Final consultation on Adur housing future set to go live
A KEY document setting out the future of housing and employment in Adur is set for a final consultation later this month.
A six week consultation will begin on March 31 over amendments to the district’s local plan, subject to the approval of Adur District Council’s full council.
The plan – long in the making – primarily sets out the council’s vision for house building until 2031.
Councillor Pat Beresford, cabinet member for regeneration, said: “Because there have been changes to parts of the plan because of the circumstances of particular developments, we now have to go through a re-consultation process.
“We are not asking people to start from scratch.”
The amendments to the plan were made after the initial document went out for consultation in late 2014.
Following comments received during the consultation, changes were made, which means the plan must again be subject to public representations.
It is hoped the plan will be subject to a public examination, chaired by a government inspector, in October – the final stage of the process.
The plan sets out a series of sites which are suitable for major housing development.
Among them are sites at New Monks Farm, in Lancing, land west of Sompting and Shoreham Harbour.
The New Monks Farm site was previously earmarked by developers for between 450 and 600 homes.
The amended plan fixes the number at 600. A new roundabout on the A27, to be built to serve the new development, has been moved to a more central location, between Shoreham Airport and the New Monks Farm site.
A maximum of 250 homes can be built prior to the roundabout becoming operational.
As a result, the Withy Patch traveller site will be relocated, though a new home has yet to be firmly identified.

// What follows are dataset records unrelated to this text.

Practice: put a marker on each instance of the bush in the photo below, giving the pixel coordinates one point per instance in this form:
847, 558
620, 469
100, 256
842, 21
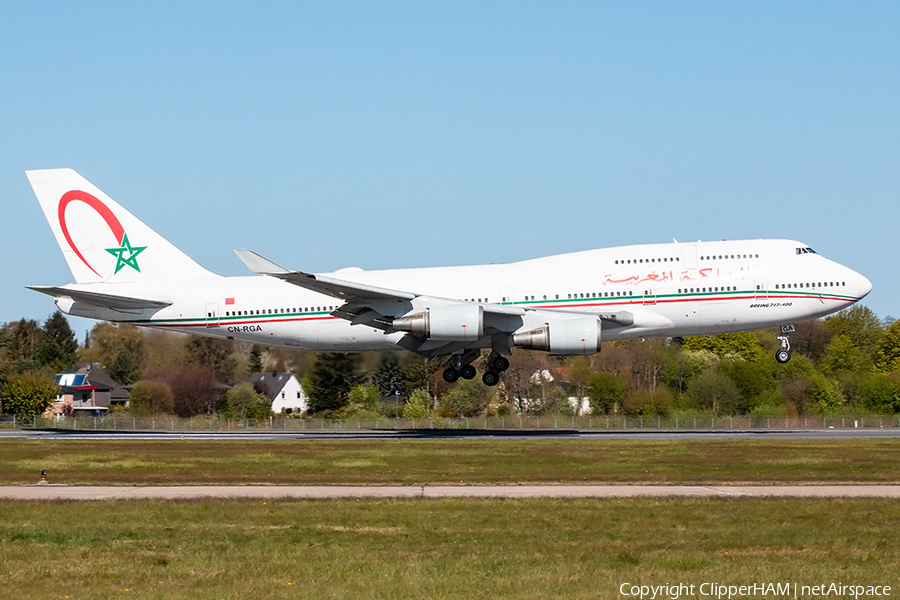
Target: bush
243, 402
150, 398
363, 397
416, 406
644, 402
28, 394
607, 392
715, 391
466, 399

Mr Beresford urged caution over the numbers, however, stating it would be some time before it was confirmed the site would accommodate the maximum 600 homes.
Speaking at a cabinet meeting on Thursday, he said: “We must always be very slightly cautious about these numbers because they are to be seen for what they are, which are estimates on the capability of the site.
“Until the developer gets into the numbers game of designing the site, bearing in mind they have got to allocate space for things like a school, until we get a planning application, only then will we know the actual figure.”
All local plans must include numerous pieces of evidence, with the Government setting each authority a theoretical target for housing delivery.
This figure, known as objectively assessed needs (OAN), is calculated using various demographic statistics and must be a starting point for a council in deciding if it can meet the requirement.
The latest target for Adur is 291 homes per annum, though a lack of suitable space means the authority is expected to fall short of the target.
The plan has included a figure of 180 homes per year, some 2,211 homes short.
Other clarifications in the plan have been included by council officers to provide explicit guidance to developers.
For the West Sompting site, a requirement for two youth football pitches and a financial contribution for an educational facility have been included.
At Shoreham Airport, hangers currently for aviation use will be protected – an amendment supported by the council’s economic development team.